The three of them stood in silence while “Button Up Your Overcoat” floated in from Lucius’ party.
“I have some brandy,” Doris said, “if you want to be sure they get good and toasted.”
Gwendolyn had some in her cupboard.
They moved back to the kitchen, where Gwendolyn tossed the cards, one by one, into her sink. When she got to Zap’s father, she wondered if she should hold onto it, just in case.
At the last moment, she decided, Nah, and dropped Mr. Zaparelli’s card onto the top of the pile. She unscrewed the brandy bottle; the tang of Courvoisier filled her nose.
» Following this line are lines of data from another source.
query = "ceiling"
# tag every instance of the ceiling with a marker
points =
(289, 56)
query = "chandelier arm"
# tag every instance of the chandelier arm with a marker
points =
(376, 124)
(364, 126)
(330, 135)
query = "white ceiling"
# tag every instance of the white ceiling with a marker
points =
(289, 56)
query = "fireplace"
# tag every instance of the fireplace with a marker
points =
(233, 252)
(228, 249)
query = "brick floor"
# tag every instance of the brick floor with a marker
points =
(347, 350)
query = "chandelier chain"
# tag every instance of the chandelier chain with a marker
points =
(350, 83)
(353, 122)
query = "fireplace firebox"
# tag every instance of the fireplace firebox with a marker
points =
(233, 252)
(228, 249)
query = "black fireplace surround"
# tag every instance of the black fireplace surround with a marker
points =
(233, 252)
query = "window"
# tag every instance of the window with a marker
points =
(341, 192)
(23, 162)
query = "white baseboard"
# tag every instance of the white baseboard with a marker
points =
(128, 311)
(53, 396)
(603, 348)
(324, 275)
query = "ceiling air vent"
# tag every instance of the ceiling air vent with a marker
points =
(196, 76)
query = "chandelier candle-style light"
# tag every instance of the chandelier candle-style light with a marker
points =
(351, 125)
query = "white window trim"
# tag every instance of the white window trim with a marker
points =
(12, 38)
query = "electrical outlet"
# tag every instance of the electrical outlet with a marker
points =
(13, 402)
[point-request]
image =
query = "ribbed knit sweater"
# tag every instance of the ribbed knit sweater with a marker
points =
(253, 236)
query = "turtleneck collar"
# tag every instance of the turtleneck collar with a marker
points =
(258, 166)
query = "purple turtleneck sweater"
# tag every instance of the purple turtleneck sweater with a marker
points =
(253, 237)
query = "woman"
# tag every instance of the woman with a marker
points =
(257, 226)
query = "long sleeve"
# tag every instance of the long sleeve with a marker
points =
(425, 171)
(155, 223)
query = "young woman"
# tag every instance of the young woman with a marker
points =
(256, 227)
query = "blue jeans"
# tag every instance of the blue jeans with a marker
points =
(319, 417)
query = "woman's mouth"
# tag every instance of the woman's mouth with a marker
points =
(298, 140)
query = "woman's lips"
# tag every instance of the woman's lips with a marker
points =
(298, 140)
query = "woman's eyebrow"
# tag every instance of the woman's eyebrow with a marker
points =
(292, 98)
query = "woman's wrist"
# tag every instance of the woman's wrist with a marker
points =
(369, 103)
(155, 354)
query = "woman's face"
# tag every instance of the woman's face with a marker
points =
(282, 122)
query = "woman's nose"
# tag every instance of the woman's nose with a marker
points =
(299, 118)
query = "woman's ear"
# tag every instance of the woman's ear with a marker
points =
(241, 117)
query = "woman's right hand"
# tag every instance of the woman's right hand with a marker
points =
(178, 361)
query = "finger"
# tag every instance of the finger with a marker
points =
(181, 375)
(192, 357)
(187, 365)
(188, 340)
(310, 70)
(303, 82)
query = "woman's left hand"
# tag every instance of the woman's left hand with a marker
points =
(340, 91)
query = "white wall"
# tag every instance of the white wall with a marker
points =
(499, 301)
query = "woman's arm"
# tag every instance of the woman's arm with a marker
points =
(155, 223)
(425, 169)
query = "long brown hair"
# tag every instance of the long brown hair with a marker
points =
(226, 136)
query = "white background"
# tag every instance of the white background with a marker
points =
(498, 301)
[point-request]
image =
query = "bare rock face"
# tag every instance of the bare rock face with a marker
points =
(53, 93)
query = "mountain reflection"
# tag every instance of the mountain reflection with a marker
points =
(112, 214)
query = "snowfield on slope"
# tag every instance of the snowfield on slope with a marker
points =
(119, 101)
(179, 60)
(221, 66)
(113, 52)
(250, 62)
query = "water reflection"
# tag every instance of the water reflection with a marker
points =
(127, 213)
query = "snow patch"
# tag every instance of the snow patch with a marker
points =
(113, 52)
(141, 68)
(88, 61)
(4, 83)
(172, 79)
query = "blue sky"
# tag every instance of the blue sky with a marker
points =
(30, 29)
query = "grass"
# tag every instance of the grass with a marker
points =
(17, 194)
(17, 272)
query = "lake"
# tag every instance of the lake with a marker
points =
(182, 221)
She held the bottle almost horizontally, but not quite.
“Second thoughts?” Kathryn whispered.
The bottle didn’t move. “I’ve tried not to judge,” Gwendolyn said. “Men will be men, and all that. It’s just that some of them pretend they’re such moral pillars of integrity.”
Doris grunted. “If there’s one thing I’ve learned since I moved here, it’s that those words are more malleable in Hollywood than they are elsewhere.”
The bottle grew heavy; Gwendolyn struggled to keep it above the cards.
Kathryn sighed. “Personally, I think if the menfolk don’t want to be caught out, then they shouldn’t frequent places like that.” She took the bottle from Gwendolyn and returned it to the counter. “But even I wouldn’t burn these things. We need to be smart.”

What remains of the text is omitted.